- Netflix poster
- Polish: Lalka
- Genre: Historical drama
- Based on: The Doll by Bolesław Prus
- Written by: Paweł Demirski; Jagoda Dutkiewicz; Paweł Maślona [pl];
- Directed by: Paweł Maślona
- Starring: Tomasz Schuchardt; Sandra Drzymalska; Jacek Braciak; Dariusz Chojnacki [pl]; Maria Kania [pl]; Piotr Pacek; Julia Wyszyńska; Monika Frajczyk [pl]; Piotr Adamczyk;
- Composer: Baasch
- Country of origin: Poland
- Original language: Polish
- No. of episodes: 6

Production
- Producers: Michał Kwieciński; Jan Kwieciński;
- Cinematography: Paweł Flis
- Editors: Magdalena Chowańska; Michał Czarnecki [pl];
- Running time: 60–72 minutes
- Production company: Akson Studio

Original release
- Network: Netflix
- Release: 16 September 2026

= The Doll (TV series) =

2026 Polish historical drama miniseries

The Doll (Lalka) is a 2026 Polish historical drama television miniseries based on the novel of the same name by Bolesław Prus. It stars Tomasz Schuchardt and Sandra Drzymalska. It was released on Netflix on 16 September 2026.
==Cast==
- Tomasz Schuchardt as Stanisław Wokulski
- Sandra Drzymalska as Izabela Łęcka
- Jacek Braciak as Tomasz Łęcki
- Dariusz Chojnacki as Ignacy Rzecki
- Maria Kania as Marianna
- Piotr Pacek as Kazimierz Starski
- Julia Wyszyńska as Florentyna
- Monika Frajczyk
- Piotr Adamczyk as Krzeszowski
- Magdalena Cielecka as Kazimiera Wąsowska
- Agnieszka Grochowska
- Mateusz Król as Julian Ochocki
- Małgorzata Hajewska-Krzysztofik as Zasławska
- Mirosław Zbrojewicz
- Andrzej Deskur
- Juliusz Chrząstowski
- Radosław Krzyżowski
- Henryk Niebudek

==Episodes==

| No. | Title | Duration | Original release date |
|---|---|---|---|
| 1 | "Episode 1" | 70 min | 16 September 2026 |
| 2 | "Episode 2" | 66 min | 16 September 2026 |
| 3 | "Episode 3" | 60 min | 16 September 2026 |
| 4 | "Episode 4" | 67 min | 16 September 2026 |
| 5 | "Episode 5" | 65 min | 16 September 2026 |
| 6 | "Episode 6" | 72 min | 16 September 2026 |

==Production==

Filming locations included Nieborów Palace in Łódź Voivodeship.
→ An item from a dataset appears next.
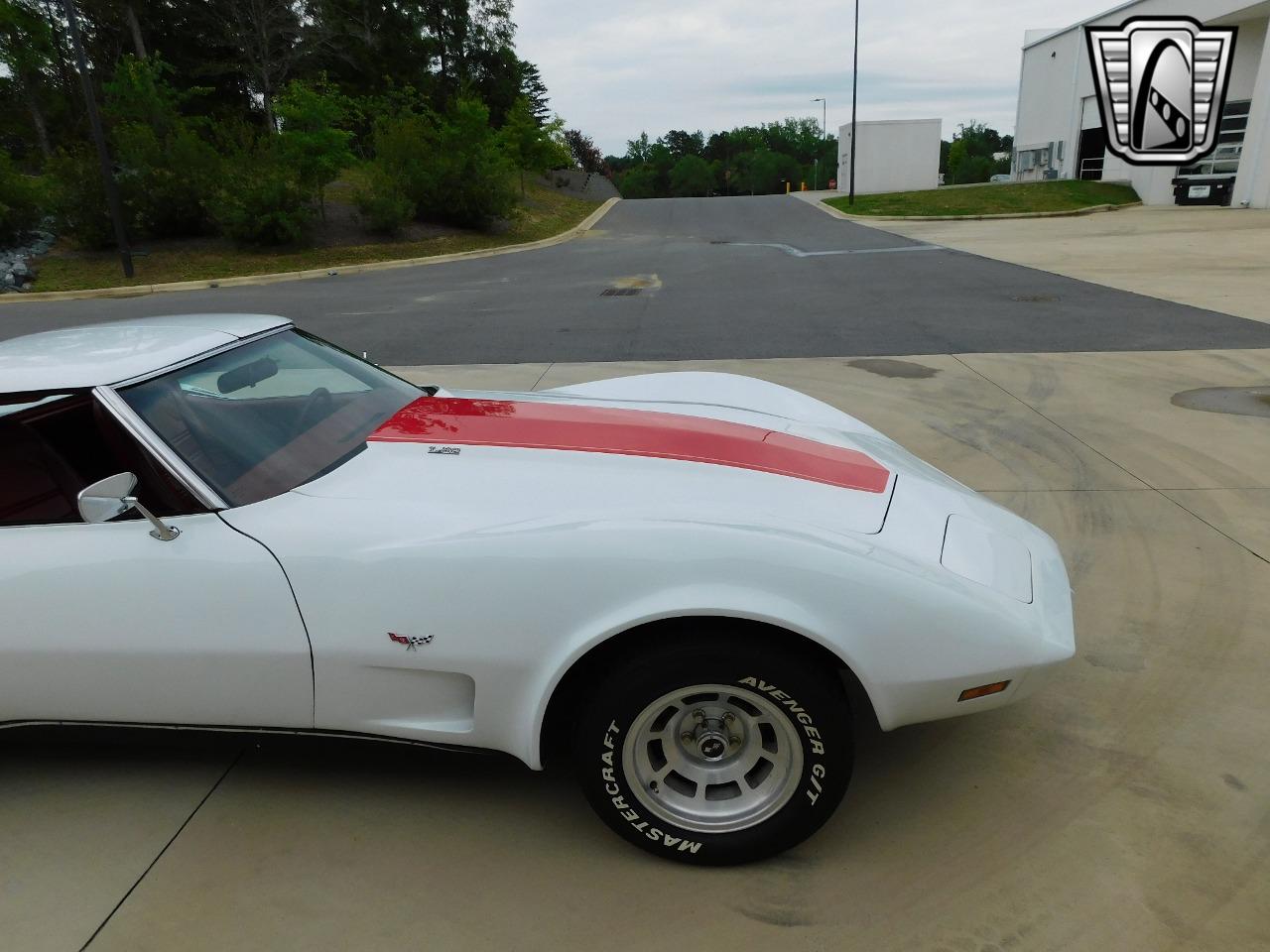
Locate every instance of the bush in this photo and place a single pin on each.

Principal photography began on 1 July 2025. That month, filming took place at Nieborów Palace and Szajnocha Street in Wrocław. In September, filming took place at the Karol Poznański Palace in Łódź. The following month, filming took place in Lublin Old Town and near the Nicolaus Copernicus Monument on Krakowskie Przedmieście in Warsaw.
==Release==
Netflix released a first-look image from the series in January 2026. The following month, a teaser trailer was also released, featuring the song "Creep" by Radiohead. The series was released on Netflix on 16 September 2026.